I've found O'Toole to be very approachable and quite decent to talk to. I very much get the sense that he gives a damn, and he's willing to talk to vets and put them through to his staff to get something looked at. He runs his own facebook page too.


----------



## dunlop303 (2 Jun 2015)

Email him directly with the basics of your issue, he will assign a staff member to investigate and call you with the results.
I just got off the phone with one of there representatives, and she was able to provide me with at least some information as to why my claim is 10 weeks past due on a decision.

Where as VAC could never give be anything further that "its awaiting adjudication".

And if there is BS a foot, they have the power to escalate your claim. They call the adjudication supervisor directly.

Hope this helps, keep us posted.


----------



## Teager (11 Jun 2015)

Brihard said:
			
		

> I've found O'Toole to be very approachable and quite decent to talk to. I very much get the sense that he gives a damn, and he's willing to talk to vets and put them through to his staff to get something looked at. He runs his own facebook page too.



This is true. I had an issue and contacted the Minister through his e-mail on his website. A month later I got a call from VAC and they were looking into it and made sure the issue was resolved. I can say that it was. Today I got a letter from Minister O'Toole just following up and making sure everything was good to go with the issue. It was also signed by him. He is defiantly putting forth a good effort and being more personal. Overall expect things to take some time still but it was defiantly quicker than just going through the VAC call centre and getting the same responses over and over again.


----------



## Mediman14 (17 Jun 2015)

Thanks all for your input, I'll give him a email to see why it has been 20 weeks in "stage 3"!


----------



## blackberet17 (17 Jun 2015)

Mediman14 said:
			
		

> Thanks all for your input, I'll give him a email to see why it has been 20 weeks in "stage 3"!

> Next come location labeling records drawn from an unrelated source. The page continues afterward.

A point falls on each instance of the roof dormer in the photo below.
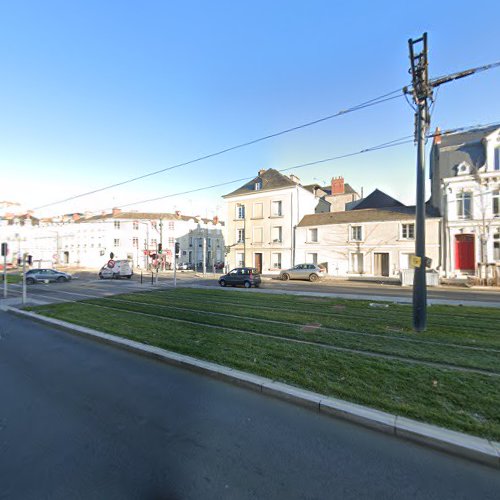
(463, 168)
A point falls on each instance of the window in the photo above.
(312, 257)
(464, 205)
(276, 260)
(240, 211)
(356, 262)
(277, 234)
(356, 233)
(240, 259)
(408, 231)
(276, 209)
(257, 210)
(496, 203)
(496, 246)
(313, 235)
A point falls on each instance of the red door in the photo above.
(464, 252)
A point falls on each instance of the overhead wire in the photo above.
(393, 143)
(395, 94)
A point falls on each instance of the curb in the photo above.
(453, 442)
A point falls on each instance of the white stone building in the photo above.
(369, 241)
(262, 217)
(465, 185)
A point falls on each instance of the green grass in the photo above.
(449, 375)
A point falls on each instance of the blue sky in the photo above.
(94, 92)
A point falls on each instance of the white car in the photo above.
(116, 269)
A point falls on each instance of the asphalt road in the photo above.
(80, 419)
(88, 285)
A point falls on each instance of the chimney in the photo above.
(437, 136)
(337, 185)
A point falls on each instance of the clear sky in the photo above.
(94, 92)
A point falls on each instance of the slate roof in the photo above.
(142, 216)
(377, 199)
(456, 148)
(358, 216)
(270, 179)
(328, 189)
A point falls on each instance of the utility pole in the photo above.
(421, 90)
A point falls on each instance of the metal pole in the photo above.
(204, 252)
(419, 281)
(175, 269)
(5, 276)
(24, 279)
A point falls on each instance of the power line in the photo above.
(395, 142)
(372, 102)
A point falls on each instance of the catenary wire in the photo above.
(395, 94)
(395, 142)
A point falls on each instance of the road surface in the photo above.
(80, 419)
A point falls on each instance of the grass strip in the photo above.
(463, 401)
(447, 355)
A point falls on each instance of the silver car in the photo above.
(311, 272)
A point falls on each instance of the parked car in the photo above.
(116, 269)
(43, 275)
(246, 276)
(311, 272)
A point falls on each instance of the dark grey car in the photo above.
(246, 276)
(44, 275)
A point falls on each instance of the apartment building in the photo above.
(262, 217)
(465, 186)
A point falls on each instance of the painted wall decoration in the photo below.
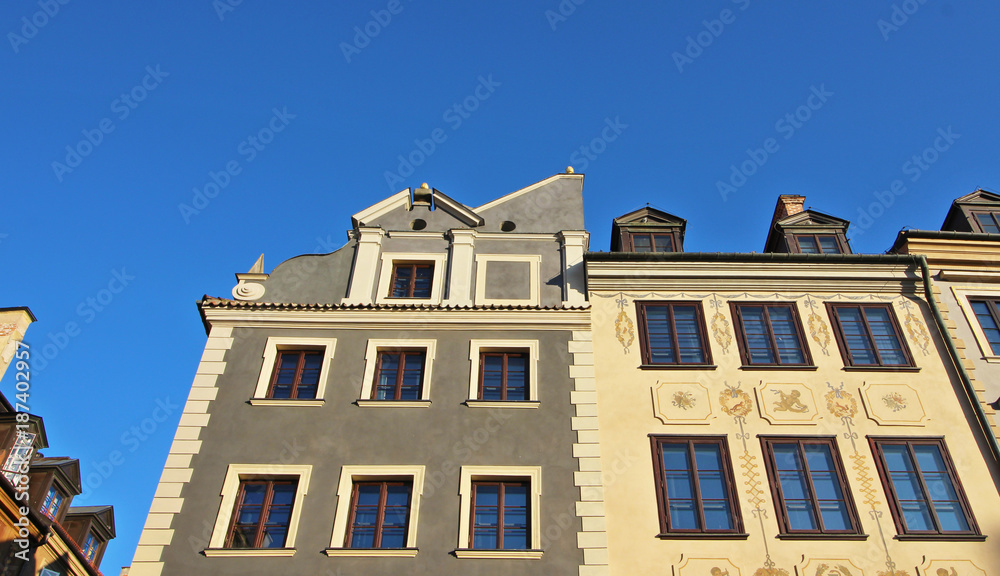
(681, 403)
(787, 403)
(893, 404)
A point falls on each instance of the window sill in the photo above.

Stage 3 means a decision has been reached. A little weird it has been at Stage 3 this long. Have you been contacted by anyone at VAC, such as a Case Manager or Adjudicator yet?


----------



## Rifleman62 (17 Jun 2015)

How do you contact an Adjudicator or the Adjudicator who signed off on your file?


----------



## Mediman14 (17 Jun 2015)

blackberet17 said:
			
		

> Stage 3 means a decision has been reached. A little weird it has been at Stage 3 this long. Have you been contacted by anyone at VAC, such as a Case Manager or Adjudicator yet?

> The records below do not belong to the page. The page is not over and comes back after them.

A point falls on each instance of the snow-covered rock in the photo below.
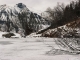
(10, 14)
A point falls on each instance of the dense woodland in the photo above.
(61, 14)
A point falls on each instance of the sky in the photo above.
(35, 5)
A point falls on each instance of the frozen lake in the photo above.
(30, 49)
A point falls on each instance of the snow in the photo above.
(16, 34)
(30, 49)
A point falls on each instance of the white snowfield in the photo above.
(30, 49)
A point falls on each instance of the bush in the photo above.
(8, 35)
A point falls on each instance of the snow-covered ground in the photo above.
(31, 49)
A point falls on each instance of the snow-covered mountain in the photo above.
(11, 16)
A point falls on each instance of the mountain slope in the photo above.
(11, 16)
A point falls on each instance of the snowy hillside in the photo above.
(11, 16)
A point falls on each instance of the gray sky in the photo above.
(35, 5)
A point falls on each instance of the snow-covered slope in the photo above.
(10, 14)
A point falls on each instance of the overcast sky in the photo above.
(35, 5)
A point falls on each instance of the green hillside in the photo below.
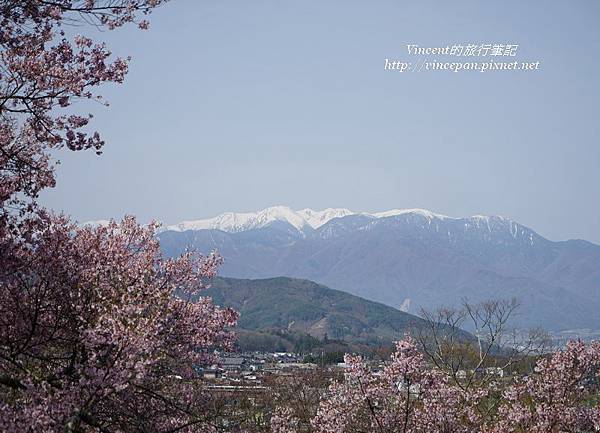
(292, 313)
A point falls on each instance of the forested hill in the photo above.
(288, 313)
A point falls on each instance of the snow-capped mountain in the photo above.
(238, 222)
(232, 222)
(407, 258)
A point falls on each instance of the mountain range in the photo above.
(408, 259)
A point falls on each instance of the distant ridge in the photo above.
(233, 222)
(408, 258)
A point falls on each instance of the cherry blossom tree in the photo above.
(42, 73)
(98, 332)
(412, 395)
(93, 338)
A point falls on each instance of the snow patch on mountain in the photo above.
(234, 222)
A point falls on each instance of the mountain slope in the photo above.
(304, 306)
(417, 259)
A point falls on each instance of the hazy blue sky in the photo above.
(239, 105)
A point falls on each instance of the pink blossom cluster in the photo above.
(97, 329)
(411, 396)
(42, 73)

 when I called last, A rep from VAC had told me on the phone that Stage 3 means that the file is gone for a decision. No one had called me to tell me anything at all. The only thing that they really said to me "If it means anything to you, persons with 1 condition vs 2 conditions or more get done faster!"


----------



## blackberet17 (18 Jun 2015)

Rifleman62 said:
			
		

> How do you contact an Adjudicator or the Adjudicator who signed off on your file?



GEDS

Also, in some cases, adjudicators have contacted claimants directly, such as when some information is lacking from an application. Never hurts to ask for a phone number when you're talking to them


----------